Research Summary

Building a network of Arf-like GTPases and their effectors in phagosome maturation

Intracellular pathogens have evolved several mechanisms to manipulate the host cellular pathways for their survival. Salmonella is one such successful pathogen that invades primarily epithelial cells and macrophages and builds its replicative niche within these cells. Most of the Salmonella effectors that it secretes in the host cytosol, and their intracellular targets are not characterized yet. Recent studies have identified Arl GTPases as important regulators of vesicular trafficking whose function is not explored during Salmonella pathogenesis. Here, we aim to understand the role of this important family of endocytic regulators in Salmonella infection. These studies will be relevant in further characterizing Salmonella phagosomes and identifying novel targets for controlling Salmonella infection. We will also address the role of lysosomal localized Arl8b that was recently shown to regulate formation of Salmonella-induced filaments (SIFs). As part of this proposal, we want to understand the mechanism by which Arl8b and its effectors regulate SIF formation. Furthermore, we aim to explore whether the crosstalk of Arls with Rabs is important during progression of Salmonella infection. We expect that results from these studies will identify unknown targets of Salmonella effectors, and will provide a better understanding of how Salmonella survives inside the host cells.                                                                        

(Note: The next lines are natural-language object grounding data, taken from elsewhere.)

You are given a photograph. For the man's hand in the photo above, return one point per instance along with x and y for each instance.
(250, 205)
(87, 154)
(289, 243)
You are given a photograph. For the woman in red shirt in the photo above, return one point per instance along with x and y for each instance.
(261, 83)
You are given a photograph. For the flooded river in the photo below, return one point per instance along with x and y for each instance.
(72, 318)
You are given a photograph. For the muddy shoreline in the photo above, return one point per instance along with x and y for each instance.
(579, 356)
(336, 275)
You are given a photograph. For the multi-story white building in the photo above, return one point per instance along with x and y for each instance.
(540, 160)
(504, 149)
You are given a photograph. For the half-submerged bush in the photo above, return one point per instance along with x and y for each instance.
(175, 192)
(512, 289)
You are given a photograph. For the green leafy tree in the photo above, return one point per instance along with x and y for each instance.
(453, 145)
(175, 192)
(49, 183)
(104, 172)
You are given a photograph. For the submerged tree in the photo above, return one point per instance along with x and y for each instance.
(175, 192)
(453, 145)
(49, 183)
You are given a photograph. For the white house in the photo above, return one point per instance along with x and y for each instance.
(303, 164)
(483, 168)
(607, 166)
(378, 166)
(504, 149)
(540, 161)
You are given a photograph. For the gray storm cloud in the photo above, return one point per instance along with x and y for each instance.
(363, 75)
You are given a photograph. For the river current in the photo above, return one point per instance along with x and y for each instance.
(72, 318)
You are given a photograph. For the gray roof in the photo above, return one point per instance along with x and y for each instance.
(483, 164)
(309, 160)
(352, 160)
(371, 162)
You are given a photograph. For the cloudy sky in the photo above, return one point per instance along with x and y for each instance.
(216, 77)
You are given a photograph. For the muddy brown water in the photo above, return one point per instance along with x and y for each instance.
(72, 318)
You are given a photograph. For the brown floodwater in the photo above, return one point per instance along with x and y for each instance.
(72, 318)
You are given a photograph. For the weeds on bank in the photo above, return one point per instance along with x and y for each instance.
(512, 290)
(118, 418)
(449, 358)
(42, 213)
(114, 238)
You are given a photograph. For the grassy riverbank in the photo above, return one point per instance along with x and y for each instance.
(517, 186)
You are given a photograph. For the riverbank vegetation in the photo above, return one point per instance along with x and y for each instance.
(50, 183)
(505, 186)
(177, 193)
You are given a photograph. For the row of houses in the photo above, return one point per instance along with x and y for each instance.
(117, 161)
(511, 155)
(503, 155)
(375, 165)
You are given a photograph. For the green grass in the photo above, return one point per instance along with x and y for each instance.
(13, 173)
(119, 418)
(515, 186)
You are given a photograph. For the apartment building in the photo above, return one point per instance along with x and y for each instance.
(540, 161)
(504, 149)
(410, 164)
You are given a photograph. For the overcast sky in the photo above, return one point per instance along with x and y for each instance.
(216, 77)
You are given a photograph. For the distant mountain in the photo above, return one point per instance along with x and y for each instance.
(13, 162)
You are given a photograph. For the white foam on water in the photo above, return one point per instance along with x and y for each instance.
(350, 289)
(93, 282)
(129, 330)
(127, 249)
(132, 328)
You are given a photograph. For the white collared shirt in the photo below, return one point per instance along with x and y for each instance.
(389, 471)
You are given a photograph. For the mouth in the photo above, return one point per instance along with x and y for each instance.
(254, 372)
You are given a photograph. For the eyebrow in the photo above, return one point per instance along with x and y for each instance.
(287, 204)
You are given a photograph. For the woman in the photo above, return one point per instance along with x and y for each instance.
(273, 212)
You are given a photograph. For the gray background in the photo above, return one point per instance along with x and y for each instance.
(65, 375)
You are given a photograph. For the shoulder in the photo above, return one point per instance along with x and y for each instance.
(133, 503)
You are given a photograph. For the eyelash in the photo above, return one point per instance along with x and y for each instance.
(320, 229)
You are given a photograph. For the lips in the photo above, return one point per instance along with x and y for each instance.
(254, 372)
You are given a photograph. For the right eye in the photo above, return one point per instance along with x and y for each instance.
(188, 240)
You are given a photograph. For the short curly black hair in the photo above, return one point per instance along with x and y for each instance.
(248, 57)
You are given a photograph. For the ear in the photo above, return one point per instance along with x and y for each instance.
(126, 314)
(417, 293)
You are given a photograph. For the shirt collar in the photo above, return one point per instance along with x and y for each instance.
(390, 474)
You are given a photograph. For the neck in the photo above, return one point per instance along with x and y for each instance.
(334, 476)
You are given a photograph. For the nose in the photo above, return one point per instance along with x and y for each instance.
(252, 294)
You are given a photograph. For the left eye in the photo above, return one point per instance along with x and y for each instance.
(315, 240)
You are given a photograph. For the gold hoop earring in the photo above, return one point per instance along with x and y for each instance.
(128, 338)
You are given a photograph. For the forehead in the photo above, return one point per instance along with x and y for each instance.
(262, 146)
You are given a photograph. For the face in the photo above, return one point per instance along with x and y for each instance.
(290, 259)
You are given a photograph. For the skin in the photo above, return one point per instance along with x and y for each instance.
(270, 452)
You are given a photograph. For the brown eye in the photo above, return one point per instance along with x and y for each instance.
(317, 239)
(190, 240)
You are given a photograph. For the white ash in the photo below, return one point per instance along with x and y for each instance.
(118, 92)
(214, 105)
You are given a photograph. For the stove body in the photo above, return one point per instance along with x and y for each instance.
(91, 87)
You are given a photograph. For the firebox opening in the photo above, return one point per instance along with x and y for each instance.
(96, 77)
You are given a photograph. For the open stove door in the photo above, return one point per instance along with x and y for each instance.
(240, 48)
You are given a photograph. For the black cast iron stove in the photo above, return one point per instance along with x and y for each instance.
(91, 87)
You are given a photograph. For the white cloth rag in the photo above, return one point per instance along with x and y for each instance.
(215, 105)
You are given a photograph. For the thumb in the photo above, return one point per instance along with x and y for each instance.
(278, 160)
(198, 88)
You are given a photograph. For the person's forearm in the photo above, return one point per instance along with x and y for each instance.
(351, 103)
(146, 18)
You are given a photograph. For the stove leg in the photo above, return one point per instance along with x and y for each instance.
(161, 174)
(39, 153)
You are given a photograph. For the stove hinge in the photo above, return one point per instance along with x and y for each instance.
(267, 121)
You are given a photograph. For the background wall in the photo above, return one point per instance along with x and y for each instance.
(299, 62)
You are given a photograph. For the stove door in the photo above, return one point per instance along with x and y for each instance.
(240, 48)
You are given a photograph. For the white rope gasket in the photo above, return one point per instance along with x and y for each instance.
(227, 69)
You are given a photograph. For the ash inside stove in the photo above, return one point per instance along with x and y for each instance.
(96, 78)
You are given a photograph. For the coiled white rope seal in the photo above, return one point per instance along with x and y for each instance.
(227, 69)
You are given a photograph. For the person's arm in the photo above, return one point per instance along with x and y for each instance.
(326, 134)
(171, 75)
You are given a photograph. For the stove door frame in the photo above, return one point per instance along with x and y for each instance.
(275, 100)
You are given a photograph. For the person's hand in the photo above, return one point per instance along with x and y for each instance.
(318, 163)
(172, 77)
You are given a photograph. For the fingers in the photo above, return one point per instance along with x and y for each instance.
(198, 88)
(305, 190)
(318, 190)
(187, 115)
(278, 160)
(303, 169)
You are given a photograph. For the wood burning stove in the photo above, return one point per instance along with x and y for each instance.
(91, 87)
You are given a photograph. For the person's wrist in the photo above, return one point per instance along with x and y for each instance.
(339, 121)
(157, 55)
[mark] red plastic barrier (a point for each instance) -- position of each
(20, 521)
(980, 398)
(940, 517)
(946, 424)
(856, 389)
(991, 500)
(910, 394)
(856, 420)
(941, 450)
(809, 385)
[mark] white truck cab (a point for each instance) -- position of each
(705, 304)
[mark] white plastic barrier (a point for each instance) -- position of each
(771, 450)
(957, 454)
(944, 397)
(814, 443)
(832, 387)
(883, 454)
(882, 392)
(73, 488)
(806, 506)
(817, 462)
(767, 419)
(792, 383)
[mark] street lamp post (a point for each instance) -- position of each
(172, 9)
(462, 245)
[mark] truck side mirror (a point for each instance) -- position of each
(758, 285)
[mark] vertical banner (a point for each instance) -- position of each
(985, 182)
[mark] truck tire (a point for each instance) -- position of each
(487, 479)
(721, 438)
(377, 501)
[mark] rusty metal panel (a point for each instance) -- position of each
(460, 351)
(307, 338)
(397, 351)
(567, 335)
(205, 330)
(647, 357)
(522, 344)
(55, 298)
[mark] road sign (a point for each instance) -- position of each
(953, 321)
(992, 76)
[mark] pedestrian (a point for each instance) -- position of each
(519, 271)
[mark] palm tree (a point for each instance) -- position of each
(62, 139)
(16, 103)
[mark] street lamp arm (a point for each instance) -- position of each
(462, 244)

                                   

Figure Legend: This schematic depicts the intracellular localization and associated vesicle transport pathway(s) of several Rab and Arl GTPases. Intracellular pathogens such as Salmonella modulate the function of the GTPases and their effectors to form a replicative compartment inside the host cell. SIFs: Salmonella-induced filaments; EE/SE: early endosome/sorting endosome; ERC: endocytic recycling compartment; LE: late endosome; LYS: lysosome and TGN: trans-golgi network.